Cuando
las cosas que uno aprecia cuestan poco dinero, es que uno ha comenzado a
envejecer. Cuando un disco, o un CD, que uno valora cuesta 4 o 5 euros es
porque uno se va convirtiendo o se ha
convertido en eso que antes se llamaba cariñosamente en un carroza y que
hoy suena tan cursi.
Pero
nada se ha devaluado tanto como un libro, ni los pisos de ladrillo visto que se
acumulan en los secarrales de la periferia de las ciudades españolas.
Cuando
uno va, casi con sentimiento de culpa, a donar una buena colección de libros a
una biblioteca pública y se le dice, con la amabilidad que se dicen las cosas
al loco inofensivo, que no interesan, es que la cosa va en serio.
Pocas
cosas nos hacen cobrar más conciencia de obsolescencia que la pérdida de valor
de los libros. Cuando voy caminando a la universidad por las mañanas paso
delante de varios casas delante de las cuáles hay un pequeño expositor con
libros para que el viandante preste o se lleve para siempre los que quiera sin
permiso. Pocos hacen uso de su derecho ya que siempre parecen quedar los mismos
aunque haya buenas ediciones de Moby Dick, Herman Hesse y muchos otros autores
en otros tiempos considerados de postín.
Pasan
las estaciones, las lluvias y los libros siguen allí, achacosos por la humedad,
más solitarios, si cabe, que cuando el dueño tomó la decisión de deshacerse de
ellos por primera vez.
Y es que
los libros, excepto unas cuantas novedades y libros de texto que los
estudiantes compran por obligación, no valen casi nada. Se han convertido en
una molestia que hay que quitarse de encima . En un compromiso molesto, como
cuando alguien nos presta un libro que le ha cambiado la vida para que lo
leamos. No digamos si un colega ha escrito una novela y nos pide una sincera (e
imposible) opinión de amigo.
Los
libros son un molesto y áspero trago al final del día, ya cansados, con la
conciencia intranquila de haberlo malgastado en tareas inocuas pero que
consumen nuestras energías con fruición. Los libros se han transformado en un
sentimiento de culpa que sentimos por no apetecernos agarrarlos en lugar de
ponernos a navegar por Internet sin rumbo.
Los
libros se han convertido en un coñazo que nos recuerda nuestras promesas
incumplidas. Los libros que no hemos leído, que no hemos escrito ni
escribiremos, que hemos comprado y vemos día a día como acumulan polvo mientras
aplazamos perpetuamente su supuesto gozo con nimiedades.
Los
libros son un tostón para la gente de la industria, los distribuidores y las
editoriales que llaman por teléfono o mandan un correo electrónico a sus
desconocidos autores preguntándoles que hacer con tanta copia sin vender en una
nave industrial en Loeches o cualquier poblacho a las afueras de Madrid.
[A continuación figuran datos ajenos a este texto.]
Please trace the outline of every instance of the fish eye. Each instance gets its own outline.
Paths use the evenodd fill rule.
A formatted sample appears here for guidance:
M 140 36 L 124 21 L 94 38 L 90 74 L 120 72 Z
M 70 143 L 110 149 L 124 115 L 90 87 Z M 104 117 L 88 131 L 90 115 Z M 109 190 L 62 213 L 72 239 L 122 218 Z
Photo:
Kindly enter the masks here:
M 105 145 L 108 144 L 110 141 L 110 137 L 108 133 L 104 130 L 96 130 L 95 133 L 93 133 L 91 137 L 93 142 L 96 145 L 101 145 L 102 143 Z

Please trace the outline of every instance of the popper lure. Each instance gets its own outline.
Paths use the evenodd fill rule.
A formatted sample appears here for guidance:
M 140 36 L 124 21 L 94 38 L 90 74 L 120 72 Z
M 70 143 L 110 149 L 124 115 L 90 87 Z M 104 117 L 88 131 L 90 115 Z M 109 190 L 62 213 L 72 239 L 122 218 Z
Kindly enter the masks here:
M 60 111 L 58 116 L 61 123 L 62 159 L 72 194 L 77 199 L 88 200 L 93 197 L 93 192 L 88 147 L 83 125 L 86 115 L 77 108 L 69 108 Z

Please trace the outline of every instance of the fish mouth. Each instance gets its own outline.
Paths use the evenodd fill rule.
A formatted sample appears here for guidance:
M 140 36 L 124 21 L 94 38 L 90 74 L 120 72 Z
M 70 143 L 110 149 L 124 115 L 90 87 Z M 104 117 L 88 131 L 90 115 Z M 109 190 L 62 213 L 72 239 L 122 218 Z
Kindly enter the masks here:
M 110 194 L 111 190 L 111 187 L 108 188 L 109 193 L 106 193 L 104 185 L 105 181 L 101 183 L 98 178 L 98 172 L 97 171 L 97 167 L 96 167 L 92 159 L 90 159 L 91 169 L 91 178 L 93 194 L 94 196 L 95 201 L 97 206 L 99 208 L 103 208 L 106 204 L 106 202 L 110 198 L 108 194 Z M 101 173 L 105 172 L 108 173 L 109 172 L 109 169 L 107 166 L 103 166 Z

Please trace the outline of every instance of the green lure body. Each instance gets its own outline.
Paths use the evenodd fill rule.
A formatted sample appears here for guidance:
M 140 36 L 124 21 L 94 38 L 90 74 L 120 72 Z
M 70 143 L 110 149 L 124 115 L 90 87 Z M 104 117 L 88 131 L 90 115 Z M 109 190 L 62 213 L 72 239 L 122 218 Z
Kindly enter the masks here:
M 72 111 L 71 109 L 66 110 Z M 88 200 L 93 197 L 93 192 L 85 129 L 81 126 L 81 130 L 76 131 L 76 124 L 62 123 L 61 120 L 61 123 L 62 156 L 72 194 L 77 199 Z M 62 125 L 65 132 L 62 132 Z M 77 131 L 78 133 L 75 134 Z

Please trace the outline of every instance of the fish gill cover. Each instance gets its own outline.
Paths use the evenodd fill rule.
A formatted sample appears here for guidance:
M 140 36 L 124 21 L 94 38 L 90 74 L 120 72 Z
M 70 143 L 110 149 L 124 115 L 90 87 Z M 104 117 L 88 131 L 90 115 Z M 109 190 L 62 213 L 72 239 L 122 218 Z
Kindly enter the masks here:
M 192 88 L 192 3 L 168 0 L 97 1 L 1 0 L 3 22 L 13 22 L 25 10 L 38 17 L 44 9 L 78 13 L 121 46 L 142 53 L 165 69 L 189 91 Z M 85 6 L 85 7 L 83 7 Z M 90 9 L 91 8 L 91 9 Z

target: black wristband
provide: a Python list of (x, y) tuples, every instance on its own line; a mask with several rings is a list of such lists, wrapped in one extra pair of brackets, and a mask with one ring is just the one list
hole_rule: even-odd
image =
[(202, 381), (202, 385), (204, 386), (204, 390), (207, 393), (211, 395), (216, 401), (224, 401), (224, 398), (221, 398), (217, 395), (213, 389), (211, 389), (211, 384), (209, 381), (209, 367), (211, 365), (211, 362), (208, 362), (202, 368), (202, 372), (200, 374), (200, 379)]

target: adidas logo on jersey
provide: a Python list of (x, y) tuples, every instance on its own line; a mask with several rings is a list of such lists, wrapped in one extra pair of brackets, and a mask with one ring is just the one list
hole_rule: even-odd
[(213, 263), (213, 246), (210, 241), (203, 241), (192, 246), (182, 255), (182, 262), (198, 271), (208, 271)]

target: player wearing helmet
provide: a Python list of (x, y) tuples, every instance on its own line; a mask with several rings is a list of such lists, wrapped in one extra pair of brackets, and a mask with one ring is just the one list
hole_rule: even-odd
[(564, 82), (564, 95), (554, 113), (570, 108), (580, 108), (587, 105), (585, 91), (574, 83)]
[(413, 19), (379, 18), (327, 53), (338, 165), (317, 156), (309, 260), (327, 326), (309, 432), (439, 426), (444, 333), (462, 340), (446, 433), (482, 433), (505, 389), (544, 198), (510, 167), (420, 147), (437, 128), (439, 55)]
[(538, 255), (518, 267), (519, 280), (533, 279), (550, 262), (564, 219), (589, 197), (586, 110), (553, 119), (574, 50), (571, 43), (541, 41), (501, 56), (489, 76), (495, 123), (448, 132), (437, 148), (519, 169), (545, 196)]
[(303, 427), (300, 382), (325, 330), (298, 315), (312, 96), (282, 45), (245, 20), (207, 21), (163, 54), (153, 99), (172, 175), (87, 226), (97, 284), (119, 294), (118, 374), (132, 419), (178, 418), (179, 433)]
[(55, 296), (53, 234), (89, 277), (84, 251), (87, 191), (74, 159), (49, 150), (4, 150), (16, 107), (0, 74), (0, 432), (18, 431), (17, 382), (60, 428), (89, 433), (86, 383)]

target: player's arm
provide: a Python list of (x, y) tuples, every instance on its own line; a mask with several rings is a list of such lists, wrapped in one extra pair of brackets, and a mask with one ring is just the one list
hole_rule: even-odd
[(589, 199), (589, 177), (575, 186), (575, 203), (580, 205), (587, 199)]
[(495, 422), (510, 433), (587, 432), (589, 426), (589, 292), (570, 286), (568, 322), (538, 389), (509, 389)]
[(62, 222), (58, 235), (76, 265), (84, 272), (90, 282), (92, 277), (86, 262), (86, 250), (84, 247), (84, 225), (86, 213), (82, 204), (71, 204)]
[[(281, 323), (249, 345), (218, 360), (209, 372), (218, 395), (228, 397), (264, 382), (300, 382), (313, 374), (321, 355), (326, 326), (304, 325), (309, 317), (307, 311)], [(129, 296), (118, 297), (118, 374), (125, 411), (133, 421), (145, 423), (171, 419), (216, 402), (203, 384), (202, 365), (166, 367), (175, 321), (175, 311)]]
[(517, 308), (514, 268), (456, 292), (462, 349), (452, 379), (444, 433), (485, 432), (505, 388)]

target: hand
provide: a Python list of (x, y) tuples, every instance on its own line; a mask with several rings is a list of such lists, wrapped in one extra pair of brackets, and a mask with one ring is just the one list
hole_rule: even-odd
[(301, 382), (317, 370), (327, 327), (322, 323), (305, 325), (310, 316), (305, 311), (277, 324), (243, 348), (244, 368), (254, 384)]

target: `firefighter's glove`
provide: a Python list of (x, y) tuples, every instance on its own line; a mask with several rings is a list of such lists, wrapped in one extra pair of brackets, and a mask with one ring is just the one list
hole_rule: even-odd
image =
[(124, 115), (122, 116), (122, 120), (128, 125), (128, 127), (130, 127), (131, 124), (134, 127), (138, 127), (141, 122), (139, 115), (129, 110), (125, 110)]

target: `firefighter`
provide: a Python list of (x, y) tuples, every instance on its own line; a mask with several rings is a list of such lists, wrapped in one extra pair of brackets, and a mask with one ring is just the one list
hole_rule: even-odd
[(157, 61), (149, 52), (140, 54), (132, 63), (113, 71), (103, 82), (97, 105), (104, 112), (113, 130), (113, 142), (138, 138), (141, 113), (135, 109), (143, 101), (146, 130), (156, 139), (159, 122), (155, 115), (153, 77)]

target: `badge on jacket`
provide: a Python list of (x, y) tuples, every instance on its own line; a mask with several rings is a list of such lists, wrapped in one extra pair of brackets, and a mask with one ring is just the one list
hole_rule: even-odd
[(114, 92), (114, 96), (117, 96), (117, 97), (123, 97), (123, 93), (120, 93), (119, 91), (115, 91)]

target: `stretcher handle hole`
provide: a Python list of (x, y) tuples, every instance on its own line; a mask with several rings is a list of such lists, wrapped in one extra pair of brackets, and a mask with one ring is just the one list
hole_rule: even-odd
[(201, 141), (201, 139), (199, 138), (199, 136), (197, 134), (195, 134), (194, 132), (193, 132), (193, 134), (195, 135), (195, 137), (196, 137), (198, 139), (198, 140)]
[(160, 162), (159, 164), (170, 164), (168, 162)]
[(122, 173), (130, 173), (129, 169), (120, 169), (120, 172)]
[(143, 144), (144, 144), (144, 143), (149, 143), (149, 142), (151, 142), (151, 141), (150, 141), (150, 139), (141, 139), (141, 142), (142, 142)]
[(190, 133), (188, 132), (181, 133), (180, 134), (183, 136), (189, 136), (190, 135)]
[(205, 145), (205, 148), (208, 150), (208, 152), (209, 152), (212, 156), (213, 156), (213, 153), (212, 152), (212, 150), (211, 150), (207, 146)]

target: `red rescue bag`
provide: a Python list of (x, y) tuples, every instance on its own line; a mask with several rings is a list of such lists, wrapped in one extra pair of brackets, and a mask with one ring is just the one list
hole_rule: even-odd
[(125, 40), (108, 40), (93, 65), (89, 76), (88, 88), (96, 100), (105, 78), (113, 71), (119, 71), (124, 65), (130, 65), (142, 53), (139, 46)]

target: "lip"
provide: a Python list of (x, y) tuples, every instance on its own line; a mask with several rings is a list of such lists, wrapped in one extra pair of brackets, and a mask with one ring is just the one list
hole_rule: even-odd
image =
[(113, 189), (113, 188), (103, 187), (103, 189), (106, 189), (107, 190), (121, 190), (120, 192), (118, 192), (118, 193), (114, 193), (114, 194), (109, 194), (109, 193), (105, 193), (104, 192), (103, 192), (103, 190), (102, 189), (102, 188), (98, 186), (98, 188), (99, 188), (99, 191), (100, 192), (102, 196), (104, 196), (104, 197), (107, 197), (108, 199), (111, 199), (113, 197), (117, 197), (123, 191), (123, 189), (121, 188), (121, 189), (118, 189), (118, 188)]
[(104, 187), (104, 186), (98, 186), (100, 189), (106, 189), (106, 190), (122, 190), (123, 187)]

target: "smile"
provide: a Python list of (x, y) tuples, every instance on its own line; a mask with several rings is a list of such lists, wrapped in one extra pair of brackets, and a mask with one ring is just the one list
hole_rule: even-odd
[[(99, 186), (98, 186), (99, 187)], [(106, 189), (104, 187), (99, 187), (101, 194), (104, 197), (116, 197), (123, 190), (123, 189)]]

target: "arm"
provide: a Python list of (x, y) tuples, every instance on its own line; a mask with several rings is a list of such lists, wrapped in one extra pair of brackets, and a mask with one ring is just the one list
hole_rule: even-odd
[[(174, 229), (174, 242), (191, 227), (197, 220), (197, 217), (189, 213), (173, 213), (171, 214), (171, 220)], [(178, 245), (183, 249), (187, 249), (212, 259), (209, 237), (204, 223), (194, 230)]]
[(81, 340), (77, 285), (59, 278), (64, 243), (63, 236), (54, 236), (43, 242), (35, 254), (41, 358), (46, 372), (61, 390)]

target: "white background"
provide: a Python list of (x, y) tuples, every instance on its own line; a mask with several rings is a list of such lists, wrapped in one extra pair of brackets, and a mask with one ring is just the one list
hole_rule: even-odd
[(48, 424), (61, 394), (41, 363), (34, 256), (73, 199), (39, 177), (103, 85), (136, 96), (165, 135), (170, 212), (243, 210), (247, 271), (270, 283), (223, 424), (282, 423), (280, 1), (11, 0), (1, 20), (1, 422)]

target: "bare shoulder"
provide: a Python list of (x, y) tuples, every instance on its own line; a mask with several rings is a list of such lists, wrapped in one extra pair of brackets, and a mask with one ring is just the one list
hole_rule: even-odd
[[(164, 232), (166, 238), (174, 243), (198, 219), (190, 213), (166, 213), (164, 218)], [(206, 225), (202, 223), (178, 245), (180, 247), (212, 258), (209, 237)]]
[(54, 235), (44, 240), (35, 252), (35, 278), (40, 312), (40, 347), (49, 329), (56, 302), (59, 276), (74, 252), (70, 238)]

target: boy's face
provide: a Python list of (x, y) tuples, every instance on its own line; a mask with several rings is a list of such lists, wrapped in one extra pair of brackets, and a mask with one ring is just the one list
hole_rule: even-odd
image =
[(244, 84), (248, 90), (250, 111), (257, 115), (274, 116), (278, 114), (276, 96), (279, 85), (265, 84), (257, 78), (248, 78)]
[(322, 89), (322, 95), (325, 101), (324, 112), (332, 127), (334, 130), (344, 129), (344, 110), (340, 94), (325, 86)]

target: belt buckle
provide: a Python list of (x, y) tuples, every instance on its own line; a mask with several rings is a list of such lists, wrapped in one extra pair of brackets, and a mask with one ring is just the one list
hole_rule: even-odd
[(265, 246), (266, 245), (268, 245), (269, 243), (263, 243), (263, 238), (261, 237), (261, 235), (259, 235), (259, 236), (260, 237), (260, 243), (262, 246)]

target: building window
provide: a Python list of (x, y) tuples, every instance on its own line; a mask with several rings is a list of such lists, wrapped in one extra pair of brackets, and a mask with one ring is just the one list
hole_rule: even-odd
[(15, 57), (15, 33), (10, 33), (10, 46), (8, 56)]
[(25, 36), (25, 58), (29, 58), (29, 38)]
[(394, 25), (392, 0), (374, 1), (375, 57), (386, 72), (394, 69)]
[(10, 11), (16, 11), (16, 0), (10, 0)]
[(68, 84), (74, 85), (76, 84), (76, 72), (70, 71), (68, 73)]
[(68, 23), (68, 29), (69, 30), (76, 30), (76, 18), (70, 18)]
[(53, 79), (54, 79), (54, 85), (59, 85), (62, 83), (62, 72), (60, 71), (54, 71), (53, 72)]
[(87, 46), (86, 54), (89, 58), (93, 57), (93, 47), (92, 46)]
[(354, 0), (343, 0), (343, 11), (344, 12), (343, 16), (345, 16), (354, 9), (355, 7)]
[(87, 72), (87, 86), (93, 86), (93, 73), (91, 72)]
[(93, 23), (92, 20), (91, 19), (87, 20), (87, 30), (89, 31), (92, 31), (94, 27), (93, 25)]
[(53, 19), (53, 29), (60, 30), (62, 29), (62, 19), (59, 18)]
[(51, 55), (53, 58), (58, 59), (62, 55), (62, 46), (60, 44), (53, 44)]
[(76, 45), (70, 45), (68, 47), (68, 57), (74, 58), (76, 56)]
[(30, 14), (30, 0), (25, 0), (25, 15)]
Incinerarlos, reciclarlos, cualquier solución parece buena para deshacerse de
lo inservible.
Mientras
tanto los autores, a los que nadie
conoce, ni admira, que se ganan su vida con otros trabajos y encima ligan poco,
se sienten culpables y felices de haber engañado al editor. Editores por
vocación, que siguen cumpliendo su cometido porque sienten necesidad pero sin
ilusión como el que se come un plátano a media mañana para matar el hambre.
El
futuro ya no es lo que era, y escribir y publicar tampoco. Crecimos pensando
que los libros eran un bien escaso que sólo podía disfrutarse efímeramente
utilizando el servicio de préstamo de una biblioteca municipal. Que los libros
eran lo máximo para aquellos que eran lo mínimo, que no sabían hacer la o con
un canuto, como nosotros.
Hoy nos
hemos dado cuenta de que los libros eran un bodrio, aunque no nos podamos pasar
sin ellos, nos joda su declive y los añoremos.
No ha
hecho falta la iglesia o la dictadura perfecta, como señalaban los agoreros,
para acabar con el interés por los libros, tan sólo la pasión que sentimos la
mayoría por los deportes y las series de HBO.